The number was broadly similar to one provided by a U.S. think tank earlier this month.
China has conducted extensive land reclamation work on some of the islands and reefs it controls in the South China Sea, including building airports, alarming its neighbours and Washington.
Beijing says the work is help provide international services such as search-and-rescue but admits there is a military purpose too. China also says it can do whatever it wants on its territory.
The new report, posted on a website run by China's National Marine Data and Information Service and the overseas edition of the ruling Communist Party's People's Daily, says China has enhanced its military presence there and "reasonably" expanded the area covered by the islands.
Apart from what it termed "large radar" - it was unclear if the report was referring to more than one - construction this year has included facilities for underground storage and administrative buildings.
There has been an increase in military patrols too, the report added, without giving specifics.
The report was released on Friday but appeared in the state-run newspaper the Global Times on Monday.

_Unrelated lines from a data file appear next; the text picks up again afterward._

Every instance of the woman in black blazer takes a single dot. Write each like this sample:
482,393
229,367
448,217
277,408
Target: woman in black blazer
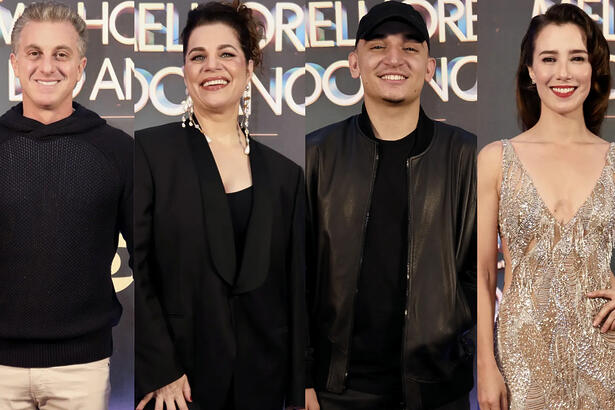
219,240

While attention in Asia has been distracted by the North Korean nuclear crisis in the past year, China has continued to install high-frequency radar and other facilities that can be used for military purposes on its man-made islands in the South China Sea, a U.S. think tank said this month.
That report, by the Asia Maritime Transparency Initiative of Washington's Center for Strategic and International Studies, said Chinese activity has involved work on facilities covering 72 acres (29 hectares) of the Spratly and Paracel islands, territory contested with several Asian neighbours.
More than $5 trillion of world trade is shipped through the South China Sea every year. Besides China's territorial claims in the area, Vietnam, Malaysia, Brunei, the Philippines and Taiwan have rival claims.